Further, a DSA approach (Digital Subtraction Angiography) which takes a difference between an image before shadowing and an image after shadowing provides an image which shows blood flows at a higher contrast. Here, in the MRA approach which uses such a contract medium, the contrast medium is typically injected from an elbow vein. The injected contrast medium circulates the heart, arterial system, capillary blood vessels, and vein system in sequence.
Thus, a technology called “dynamic MRA” repeats measurements in each step in the circulation of the contrast medium to produce time-series images of blood flows in respective regions.
The MRA approach and dynamic MRA using such a contrast medium are described in detail in “3D Contrast MR Angiography,” 2nd edition, Prince M R, Grist T M and Debatin J F, Springer, pp3–39, 1998, while the dynamic MRA is described in detail in pp16–19 of this literature.
An imaging time for one session in the dynamic MRA as described above is the product of a repetition time TR and the number of phase encoding steps for two-dimensional measurements, and the product of the repetition time TR, the number of phase encoding steps, and the number of slice encoding steps for three-dimensional measurements.
It is therefore desirable to increase the number of phase encoding steps and the number of slice encoding steps for improving the spatial resolution. On the other hand, an increased number of phase encoding steps or slice encoding steps results in a lower temporal resolution. In other words, the spatial resolution and temporal resolution are basically in a trade-off relationship.
To solve such a problem, U.P. Pat. Nos. 5,713,358 and 5,830,143 propose the following measuring methods.
Specifically, these techniques do not measure an overall k-space (space under measurement) in one measurement, but divide the k-space into a plurality of unit regions in a ky-direction, where kx, ky, kz represent three-dimensional directions in the k-space, and control divided regions of the k-space to be measured in each session such that a central region of the k-space (low frequency region) is measured more frequently.
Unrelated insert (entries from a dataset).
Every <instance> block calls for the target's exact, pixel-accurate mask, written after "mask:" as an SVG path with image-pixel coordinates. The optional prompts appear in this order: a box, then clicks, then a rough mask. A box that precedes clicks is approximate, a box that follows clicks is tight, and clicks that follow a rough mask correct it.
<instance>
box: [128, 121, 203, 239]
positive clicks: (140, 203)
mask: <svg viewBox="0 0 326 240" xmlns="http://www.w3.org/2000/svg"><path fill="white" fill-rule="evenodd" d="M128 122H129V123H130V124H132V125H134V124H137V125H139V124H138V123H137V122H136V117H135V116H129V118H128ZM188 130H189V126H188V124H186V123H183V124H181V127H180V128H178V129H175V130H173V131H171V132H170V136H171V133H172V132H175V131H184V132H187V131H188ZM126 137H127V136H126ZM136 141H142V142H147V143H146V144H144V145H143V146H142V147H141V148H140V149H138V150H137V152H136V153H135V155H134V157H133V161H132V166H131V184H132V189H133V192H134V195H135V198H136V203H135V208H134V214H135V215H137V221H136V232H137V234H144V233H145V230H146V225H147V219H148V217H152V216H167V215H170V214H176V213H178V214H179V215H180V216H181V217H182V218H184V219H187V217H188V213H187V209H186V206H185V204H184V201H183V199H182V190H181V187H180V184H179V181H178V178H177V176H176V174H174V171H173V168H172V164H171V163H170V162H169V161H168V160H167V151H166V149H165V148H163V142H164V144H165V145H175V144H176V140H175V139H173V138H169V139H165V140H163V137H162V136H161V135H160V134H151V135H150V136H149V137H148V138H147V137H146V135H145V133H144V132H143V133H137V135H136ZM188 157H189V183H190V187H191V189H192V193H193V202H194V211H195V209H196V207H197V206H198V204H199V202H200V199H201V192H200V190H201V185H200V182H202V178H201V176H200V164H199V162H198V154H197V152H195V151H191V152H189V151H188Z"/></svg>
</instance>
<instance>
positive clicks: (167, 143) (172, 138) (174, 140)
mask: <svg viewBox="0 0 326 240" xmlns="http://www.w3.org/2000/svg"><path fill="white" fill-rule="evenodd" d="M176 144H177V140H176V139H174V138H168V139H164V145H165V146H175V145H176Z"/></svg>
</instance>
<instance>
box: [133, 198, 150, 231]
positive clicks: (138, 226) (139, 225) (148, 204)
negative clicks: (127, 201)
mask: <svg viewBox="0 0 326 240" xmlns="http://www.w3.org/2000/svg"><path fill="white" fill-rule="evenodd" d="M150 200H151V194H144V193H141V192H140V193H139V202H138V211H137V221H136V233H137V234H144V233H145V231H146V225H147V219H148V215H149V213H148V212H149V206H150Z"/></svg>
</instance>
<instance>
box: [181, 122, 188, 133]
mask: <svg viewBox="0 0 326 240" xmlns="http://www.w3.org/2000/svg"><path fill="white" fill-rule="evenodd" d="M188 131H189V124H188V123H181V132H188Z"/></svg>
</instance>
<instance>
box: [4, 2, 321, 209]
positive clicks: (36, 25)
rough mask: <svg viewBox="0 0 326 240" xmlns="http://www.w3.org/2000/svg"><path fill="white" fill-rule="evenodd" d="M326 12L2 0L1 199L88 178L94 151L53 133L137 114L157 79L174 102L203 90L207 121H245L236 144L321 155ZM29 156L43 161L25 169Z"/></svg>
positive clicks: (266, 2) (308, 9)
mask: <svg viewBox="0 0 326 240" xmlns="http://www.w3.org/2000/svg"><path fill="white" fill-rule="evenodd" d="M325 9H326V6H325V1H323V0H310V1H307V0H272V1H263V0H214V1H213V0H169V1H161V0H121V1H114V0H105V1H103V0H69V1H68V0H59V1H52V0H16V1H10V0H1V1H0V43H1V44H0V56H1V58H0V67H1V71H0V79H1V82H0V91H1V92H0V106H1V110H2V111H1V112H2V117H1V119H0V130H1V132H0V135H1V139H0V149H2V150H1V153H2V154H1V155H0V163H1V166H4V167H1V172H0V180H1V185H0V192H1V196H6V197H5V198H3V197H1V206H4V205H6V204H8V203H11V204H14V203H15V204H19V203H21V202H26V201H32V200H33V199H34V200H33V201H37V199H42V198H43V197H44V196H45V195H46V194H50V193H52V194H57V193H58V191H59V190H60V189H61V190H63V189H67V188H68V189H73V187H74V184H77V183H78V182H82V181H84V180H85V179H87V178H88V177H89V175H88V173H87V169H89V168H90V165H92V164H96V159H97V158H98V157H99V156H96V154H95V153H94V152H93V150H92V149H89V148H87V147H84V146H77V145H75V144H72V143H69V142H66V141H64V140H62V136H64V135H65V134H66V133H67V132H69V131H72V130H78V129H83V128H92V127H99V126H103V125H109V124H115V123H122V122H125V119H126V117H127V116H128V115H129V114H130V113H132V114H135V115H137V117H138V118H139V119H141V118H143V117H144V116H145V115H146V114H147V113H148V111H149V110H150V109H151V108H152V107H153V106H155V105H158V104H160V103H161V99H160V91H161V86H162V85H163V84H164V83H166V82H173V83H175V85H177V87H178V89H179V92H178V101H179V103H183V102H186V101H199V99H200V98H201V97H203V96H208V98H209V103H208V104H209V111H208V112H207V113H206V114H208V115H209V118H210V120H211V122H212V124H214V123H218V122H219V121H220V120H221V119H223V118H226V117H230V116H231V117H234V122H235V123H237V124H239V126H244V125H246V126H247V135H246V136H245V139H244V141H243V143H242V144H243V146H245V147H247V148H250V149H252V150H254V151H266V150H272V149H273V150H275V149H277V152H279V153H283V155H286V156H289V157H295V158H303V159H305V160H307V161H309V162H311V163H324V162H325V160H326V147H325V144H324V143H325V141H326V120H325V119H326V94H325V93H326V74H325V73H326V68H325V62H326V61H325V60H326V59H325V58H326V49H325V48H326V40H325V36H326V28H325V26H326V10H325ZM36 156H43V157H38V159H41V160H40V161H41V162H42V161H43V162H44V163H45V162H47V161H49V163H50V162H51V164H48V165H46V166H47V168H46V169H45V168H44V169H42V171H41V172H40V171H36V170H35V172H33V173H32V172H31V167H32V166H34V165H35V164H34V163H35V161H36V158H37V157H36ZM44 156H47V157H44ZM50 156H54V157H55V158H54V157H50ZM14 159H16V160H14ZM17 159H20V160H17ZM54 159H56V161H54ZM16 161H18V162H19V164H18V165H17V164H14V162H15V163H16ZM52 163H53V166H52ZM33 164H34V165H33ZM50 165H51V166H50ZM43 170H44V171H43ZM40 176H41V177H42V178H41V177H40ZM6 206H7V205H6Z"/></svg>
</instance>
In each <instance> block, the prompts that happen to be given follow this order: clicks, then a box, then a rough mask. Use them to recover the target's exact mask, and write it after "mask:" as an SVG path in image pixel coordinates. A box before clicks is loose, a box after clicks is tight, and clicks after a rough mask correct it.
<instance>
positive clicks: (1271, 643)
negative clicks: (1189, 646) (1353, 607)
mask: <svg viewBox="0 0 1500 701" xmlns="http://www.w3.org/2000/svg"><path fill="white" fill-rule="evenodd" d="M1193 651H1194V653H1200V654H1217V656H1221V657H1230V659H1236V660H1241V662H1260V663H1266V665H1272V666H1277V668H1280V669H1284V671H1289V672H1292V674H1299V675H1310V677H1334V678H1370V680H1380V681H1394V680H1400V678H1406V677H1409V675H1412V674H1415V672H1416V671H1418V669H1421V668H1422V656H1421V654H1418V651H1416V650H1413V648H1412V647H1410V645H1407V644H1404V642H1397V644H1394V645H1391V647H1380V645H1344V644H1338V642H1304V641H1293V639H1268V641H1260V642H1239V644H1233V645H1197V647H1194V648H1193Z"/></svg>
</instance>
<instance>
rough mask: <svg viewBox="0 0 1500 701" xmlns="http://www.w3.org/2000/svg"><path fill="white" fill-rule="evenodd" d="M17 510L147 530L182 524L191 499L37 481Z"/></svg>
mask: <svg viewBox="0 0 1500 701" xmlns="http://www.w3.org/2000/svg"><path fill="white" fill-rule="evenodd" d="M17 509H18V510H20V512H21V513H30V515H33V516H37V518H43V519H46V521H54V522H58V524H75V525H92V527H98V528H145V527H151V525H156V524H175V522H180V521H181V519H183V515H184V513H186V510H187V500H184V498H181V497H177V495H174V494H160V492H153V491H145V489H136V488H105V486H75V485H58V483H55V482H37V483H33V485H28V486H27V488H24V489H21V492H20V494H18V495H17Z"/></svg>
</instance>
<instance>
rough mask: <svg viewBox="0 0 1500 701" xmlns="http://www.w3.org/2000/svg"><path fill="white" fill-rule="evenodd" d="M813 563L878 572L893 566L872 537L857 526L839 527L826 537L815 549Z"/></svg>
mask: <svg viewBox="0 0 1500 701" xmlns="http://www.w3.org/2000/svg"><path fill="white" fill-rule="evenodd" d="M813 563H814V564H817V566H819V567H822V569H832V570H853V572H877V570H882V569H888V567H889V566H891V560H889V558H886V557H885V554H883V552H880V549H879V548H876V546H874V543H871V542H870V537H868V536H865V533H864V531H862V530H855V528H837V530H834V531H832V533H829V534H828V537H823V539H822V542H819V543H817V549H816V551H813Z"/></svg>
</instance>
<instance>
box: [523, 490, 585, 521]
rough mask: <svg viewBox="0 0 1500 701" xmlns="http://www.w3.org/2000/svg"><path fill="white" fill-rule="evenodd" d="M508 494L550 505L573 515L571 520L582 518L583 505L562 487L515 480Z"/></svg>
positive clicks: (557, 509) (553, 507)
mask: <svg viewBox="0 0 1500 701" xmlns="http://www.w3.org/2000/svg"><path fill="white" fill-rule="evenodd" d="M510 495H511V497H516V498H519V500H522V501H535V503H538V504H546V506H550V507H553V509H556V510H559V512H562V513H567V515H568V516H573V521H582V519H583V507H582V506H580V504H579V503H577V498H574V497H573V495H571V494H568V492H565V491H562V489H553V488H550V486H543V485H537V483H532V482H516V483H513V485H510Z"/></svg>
Then, the result of a measurement made in another session is diverted to a region of the k-space which was not measured in a certain session. Alternatively, it is produced through interpolation from the results of a plurality of measurements made in other sessions.
Since the foregoing techniques eliminate the need for executing all phase encoding steps in each session of measurement, they can reduce a measuring time in each session, improve the temporal resolution, and exactly capture a change over time in the central region (low frequency region) of the k-space which relatively determines the contrast important for diagnosis.